Von 1977 bis 1994 war er Vorsitzender der konservativen Deutschland-Stiftung. Seinen Vorsitz legte er u. a. wegen deren Verbindungen zum Bund freier Bürger, dem eine Nähe zur FPÖ nachgesagt wurde, nieder. Löwenthal war außerdem Kurator des Instituts für Konservative Bildung und Forschung (IKBF). Er war Mitglied der Internationalen Gesellschaft für Menschenrechte, die sich primär gegen Menschenrechtsverletzungen in kommunistischen Ländern einsetzte. 1993 stand er dem Kongress „Mut zur Ethik“ als Ehrenvorsitzender vor. Der Kongress wurde vom Verein zur Förderung der Psychologischen Menschenkenntnis (VPM) organisiert.

Mit Caspar von Schrenck-Notzing, Lothar Groppe, Christa Meves und Hans Graf Huyn organisierte er das „Konservative Büro“ in Bielefeld. Löwenthal, der mit der CSU sympathisierte, sah sich selbst als „Mann der Mitte“. Er beklagte eine zunehmende Verschiebung der Gesellschaft hin zu linken Positionen.

1989 beteiligte sich Löwenthal am Aufbau der Deutschen Sozialen Union (DSU) in Leipzig.
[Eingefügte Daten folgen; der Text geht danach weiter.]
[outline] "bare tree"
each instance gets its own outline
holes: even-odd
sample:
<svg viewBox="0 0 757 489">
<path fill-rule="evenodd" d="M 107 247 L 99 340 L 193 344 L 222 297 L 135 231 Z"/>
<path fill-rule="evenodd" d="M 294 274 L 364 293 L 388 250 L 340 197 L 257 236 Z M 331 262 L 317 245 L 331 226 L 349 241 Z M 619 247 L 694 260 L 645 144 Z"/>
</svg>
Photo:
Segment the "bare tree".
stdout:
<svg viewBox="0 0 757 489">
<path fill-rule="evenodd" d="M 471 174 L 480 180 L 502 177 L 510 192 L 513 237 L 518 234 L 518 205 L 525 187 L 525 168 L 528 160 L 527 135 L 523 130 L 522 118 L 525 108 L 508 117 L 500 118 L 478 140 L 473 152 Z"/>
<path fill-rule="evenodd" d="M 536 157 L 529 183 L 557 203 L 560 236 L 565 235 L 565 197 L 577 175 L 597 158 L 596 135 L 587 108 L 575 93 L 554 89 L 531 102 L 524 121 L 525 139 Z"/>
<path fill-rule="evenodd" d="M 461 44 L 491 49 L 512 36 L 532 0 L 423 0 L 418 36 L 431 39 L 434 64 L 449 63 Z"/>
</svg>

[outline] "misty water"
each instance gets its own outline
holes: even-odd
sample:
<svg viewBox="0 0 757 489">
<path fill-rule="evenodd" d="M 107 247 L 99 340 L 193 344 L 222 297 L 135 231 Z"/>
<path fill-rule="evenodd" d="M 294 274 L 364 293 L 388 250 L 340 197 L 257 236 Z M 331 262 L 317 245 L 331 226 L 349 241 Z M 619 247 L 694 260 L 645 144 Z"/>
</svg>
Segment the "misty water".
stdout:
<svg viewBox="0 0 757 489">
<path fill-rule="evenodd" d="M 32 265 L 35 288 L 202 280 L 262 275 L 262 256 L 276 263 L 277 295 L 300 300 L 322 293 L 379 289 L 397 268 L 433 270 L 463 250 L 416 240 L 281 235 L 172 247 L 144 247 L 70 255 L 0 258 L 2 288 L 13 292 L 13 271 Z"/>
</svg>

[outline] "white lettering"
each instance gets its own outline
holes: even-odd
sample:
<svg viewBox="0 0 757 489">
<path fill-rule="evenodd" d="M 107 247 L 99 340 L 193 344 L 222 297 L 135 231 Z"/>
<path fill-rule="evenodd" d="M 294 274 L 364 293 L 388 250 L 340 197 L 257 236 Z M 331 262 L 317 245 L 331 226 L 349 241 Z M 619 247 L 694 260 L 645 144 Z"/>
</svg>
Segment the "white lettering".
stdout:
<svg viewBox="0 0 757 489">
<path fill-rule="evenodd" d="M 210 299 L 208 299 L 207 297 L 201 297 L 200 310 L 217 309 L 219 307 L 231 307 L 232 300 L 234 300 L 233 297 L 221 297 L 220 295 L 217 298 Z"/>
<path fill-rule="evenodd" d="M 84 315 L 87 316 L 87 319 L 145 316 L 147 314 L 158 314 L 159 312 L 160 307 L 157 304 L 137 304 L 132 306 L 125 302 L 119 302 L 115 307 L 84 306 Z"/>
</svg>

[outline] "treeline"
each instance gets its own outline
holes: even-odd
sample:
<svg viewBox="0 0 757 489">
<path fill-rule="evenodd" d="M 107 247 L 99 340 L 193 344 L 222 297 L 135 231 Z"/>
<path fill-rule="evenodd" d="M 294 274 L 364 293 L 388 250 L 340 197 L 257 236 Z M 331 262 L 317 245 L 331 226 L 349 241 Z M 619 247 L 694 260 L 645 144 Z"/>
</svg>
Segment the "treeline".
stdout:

Unter anderem schrieb er große Teile der Programmatik für den anstehenden Wahlkampf für den ersten gesamtdeutschen Bundestag. Nebenher beriet er den DSU-Vorstand bei den Vertragsverhandlungen mit der CDU im Vorfeld der Begründung der später siegreichen Allianz für Deutschland. Er vertrat damals den Standpunkt, in Deutschlands Mitte und Osten müsse eine konservative Regionalpartei nach dem Vorbild der CSU entstehen.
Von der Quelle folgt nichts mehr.